9. Technical Details

9.1 Responses API Parameter Description

text.verbosity

"low": concise answer
"medium": standard answer
"high": detailed answer

reasoning.effort (GPT-5 only)

"minimal": minimal reasoning (fast but inaccurate)
"low": low reasoning (recommended setting)
"medium": medium reasoning (high accuracy)
"high": high reasoning (top accuracy, slow)

max_output_tokens

Limits response length
Controls cost management and response time

9.2 Using Log Probabilities (logprobs)

Using logprobs allows us to quantify model uncertainty:

# Compute probabilities
probs = [math.exp(logprob) for logprob in logprobs]

# Measure uncertainty via weighted average
weighted_avg = sum(val * prob for val, prob in zip(values, probs)) / sum(probs)

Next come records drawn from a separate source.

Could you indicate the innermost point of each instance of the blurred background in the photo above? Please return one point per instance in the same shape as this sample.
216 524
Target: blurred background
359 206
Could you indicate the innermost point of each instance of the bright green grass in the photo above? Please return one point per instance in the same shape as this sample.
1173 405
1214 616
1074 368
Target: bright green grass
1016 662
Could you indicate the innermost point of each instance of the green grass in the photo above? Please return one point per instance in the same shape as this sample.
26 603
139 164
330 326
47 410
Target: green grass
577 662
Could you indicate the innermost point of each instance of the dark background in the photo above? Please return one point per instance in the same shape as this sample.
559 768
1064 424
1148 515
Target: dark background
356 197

# Measure confidence via entropy
entropy = -sum(p * math.log(p) for p in probs if p > 0)

Use Cases

Detecting answers the model is uncertain about
Computing weighted averages of several candidate answers
Statistical analysis in A/B tests

9.3 Reproducibility

The experiment was conducted under the following conditions:

30 repeated trials per model
3 problems x 30 repetitions = 90 data points
Resumable through a checkpoint feature
Model versions as of April 14, 2025

References

Disclaimer: This analysis reflects test results on a specific type of reasoning problem. Real-world performance may vary depending on task characteristics, prompt design, and use case. We recommend running your own benchmarks before deploying to production.

Up-to-date information: OpenAI continually updates its models. This article reflects an analysis as of October 2025; for the latest information, please refer to the official documentation.